In his endeavors as a journalist, Steiman was constantly in search of new stories worth telling.

“At one point at Wine Spectator, all of the staff would taste every wine,” he said. “But as we grew and the world of wine grew, we knew we had to divide it up. I had seniority as editor and could have chosen California or Italy, both of which I love. But I saw that exciting things were happening in Australia and New Zealand and up north in Oregon and Washington, so I chose those regions.”

In 1995, he took a courtside seat covering four of the most vibrant wine regions in the world.

He originally emailed me with a thought of a story explaining how “blending lots that don’t fit into high-priced single vineyard wines can make music as a chorus instead of a solo.” He provided a few wonderfully written pieces he had penned at Wine Spectator combining music and wine. I meant to get to those this week but wandered astray after our talk.

That’s a story for another day.

UNDER THE INFLUENCE

2006 Clarendon Hills Astralis Syrah

There are no coincidences. This past Sunday, we invited our friends Victoria and John (yes of the beloved Victoria’s) for a Southern dinner, featuring fried chicken and pecan pie.

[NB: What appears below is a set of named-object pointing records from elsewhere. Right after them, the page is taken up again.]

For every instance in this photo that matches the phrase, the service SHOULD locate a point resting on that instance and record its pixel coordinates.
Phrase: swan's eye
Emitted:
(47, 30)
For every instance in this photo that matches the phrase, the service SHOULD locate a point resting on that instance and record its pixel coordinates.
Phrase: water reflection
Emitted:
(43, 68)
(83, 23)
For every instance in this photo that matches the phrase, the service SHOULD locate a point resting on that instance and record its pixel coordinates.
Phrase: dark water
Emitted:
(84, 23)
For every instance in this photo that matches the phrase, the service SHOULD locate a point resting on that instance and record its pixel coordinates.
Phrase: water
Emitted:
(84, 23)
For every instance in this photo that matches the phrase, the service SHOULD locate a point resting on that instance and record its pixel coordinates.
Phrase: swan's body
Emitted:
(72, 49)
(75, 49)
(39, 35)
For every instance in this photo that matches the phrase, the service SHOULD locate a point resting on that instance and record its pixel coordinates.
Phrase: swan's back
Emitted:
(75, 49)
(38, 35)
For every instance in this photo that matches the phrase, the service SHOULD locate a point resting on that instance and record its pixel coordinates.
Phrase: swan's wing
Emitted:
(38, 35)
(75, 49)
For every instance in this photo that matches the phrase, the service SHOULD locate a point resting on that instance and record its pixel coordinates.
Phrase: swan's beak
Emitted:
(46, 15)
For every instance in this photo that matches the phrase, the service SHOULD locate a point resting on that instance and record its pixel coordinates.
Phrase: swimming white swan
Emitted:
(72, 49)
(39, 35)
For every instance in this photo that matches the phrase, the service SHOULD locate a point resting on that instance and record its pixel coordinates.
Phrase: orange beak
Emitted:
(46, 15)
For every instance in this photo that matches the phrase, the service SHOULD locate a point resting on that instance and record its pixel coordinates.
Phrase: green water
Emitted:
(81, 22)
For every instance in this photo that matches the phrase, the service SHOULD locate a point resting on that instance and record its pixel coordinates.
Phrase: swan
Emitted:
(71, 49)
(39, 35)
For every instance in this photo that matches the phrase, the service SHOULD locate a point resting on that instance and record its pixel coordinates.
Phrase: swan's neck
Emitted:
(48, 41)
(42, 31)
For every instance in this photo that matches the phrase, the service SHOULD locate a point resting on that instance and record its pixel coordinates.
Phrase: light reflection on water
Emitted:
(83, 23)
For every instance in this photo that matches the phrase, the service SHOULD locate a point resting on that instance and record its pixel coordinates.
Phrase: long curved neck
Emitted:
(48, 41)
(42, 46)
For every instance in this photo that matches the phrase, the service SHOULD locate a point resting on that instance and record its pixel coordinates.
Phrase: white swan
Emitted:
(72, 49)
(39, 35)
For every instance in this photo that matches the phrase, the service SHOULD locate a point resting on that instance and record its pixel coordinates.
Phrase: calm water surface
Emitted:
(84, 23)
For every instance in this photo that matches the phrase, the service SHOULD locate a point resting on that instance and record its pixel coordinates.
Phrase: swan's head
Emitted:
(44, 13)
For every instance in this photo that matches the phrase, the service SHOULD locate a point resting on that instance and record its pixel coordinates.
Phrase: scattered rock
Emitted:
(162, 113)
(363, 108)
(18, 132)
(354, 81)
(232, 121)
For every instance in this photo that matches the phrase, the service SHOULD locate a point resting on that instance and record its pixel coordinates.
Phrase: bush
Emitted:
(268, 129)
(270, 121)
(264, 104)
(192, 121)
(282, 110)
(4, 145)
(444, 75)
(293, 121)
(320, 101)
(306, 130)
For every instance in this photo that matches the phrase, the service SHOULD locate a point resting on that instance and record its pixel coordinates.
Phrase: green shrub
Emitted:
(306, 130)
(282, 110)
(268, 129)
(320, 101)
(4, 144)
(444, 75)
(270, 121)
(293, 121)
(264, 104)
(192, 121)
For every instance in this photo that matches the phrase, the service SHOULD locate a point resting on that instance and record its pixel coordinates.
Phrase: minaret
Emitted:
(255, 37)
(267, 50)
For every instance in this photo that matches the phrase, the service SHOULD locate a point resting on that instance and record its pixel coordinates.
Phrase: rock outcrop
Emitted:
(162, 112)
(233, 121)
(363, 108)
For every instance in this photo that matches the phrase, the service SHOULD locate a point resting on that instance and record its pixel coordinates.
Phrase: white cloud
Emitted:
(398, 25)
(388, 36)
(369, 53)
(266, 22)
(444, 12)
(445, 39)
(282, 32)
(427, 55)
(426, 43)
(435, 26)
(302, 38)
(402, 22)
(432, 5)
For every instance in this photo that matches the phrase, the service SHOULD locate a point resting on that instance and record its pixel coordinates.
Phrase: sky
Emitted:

An Australian, John has been an iconic Aspen wine figure for years and was responsible for bringing vast quantities of great wines for Food & Wine Classic presentations each summer. John, being John, brought one of the most highly-coveted Aussie wines to share with the dinner, this nearly two-decade-old Astralis Syrah from the McClaren Vale region in South Australia. The products of the American South and Australian South worked perfectly together, and the wine was sublime.

Then, the next day, when looking through Harvey Steiman’s past stories, I came across a column he wrote about a luncheon he had with Roman Bratasiuk who founded Clarendon Hills. The column was in the Sept. 15, 2006, issue of Wine Spectator. Just about the time the wine I had the night before was put into the barrel.